Coloradans talk "innovation nation" at the White House

Colorado leaders in business, policy, technology and education met with federal policy experts Tuesday to brainstorm ways for Colorado to take the lead in the successful formation of an “innovation nation,” Colorado Technology Association’s CEO Erik Mitisek says.

Covering the TechHire initiative and grant program ― a multi-sector effort and call-to-action to give Americans training and pathways to sustainable jobs in technology ― cyber security and more, the Coloradans met with the various offices within the White House. The meetings took place the day that President Barack Obama sent his administration’s annual budget proposal to Congress, which includes $19 billion for a broad cyber security plan.

That represents a 35 percent increase, according to JB Holston, Dean of the University of Denver’s Daniel Felix Ritchie School of Engineering and Computer Science.

“The White House is looking to the states to help influence how to solve massive problems,” Mitisek said after Tuesday’s meetings and events. “Sometimes it takes going outside of the state to realize the work we’re already achieving.”

A key takeaway from the national conversations was that cyber security is going to grow increasingly mainstream, Mitisek said, adding that Colorado is poised to take a leadership role in that industry because of critical and concentrated federal infrastructure already housed in the state.

Holston agreed that cyber security poses great potential for the local economy. “In the context of what’s going on in Colorado, on an academic level, DU’s got a new computer science and engineering one-year Master’s in cyber security,” he said.  “We’re really on a mission to connect DU to the ecosystem. We’ve identified cyber security as an emerging cluster and brought together people from industry, academia and government in an intentional effort to coalesce this industry. There are between 8,000 and 12,000 open cyber security jobs in the state.”


(From left) itriage CTO Patrick Leonard; CTA CEO Erik Mitisek; Megan Smith, U.S. Chief Technology Officer in the Office of Science and Technology Policy; CTA COO Wendy Nkomo; JB Holston, Dean of DU's Ritchie School of Engineering and Computer Science.



Holston added that an actionable take-away from the White House experience included the necessity for “humble bragging” in Colorado to tout accomplishments in the local marketplace. 

“Colorado has a phenomenal story,” Holston said. “There’s real alignment here between government and business. There’s support for innovation and entrepreneurship here, and in terms of the cybersecurity work-force development, we have some great initiatives.

The Colorado team was prompted to share their priorities for the final year of the Obama administration and encouraged to go for big asks.

Patrick Leonard, CTO of iTriage and Aetna Innovation & Digital Products, said that two major priorities for his industry and individual team were to move away from Social Security numbers as personal markers and talk about identity management more generally to link physical and digital experiences in health care.

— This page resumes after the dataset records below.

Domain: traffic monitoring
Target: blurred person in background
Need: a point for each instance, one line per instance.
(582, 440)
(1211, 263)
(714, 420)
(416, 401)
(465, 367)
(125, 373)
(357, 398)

Leonard, who focuses in part on security within the health-tech space, said that during his tenure at iTriage, he has watched the health care industry start to “figure out it needs to change” and credited the Obama Administration for much of that.

Stephanie Donner, chief legal counsel for Galvanize and the former chief counsel for Gov. John Hickenlooper, said she joined the Colorado consortium to help tie her team to cybersecurity issues and grow collaborative involvement with the TechHire initiative, to help most efficiently use Colorado’s share of funds from the U.S. Department of Labor.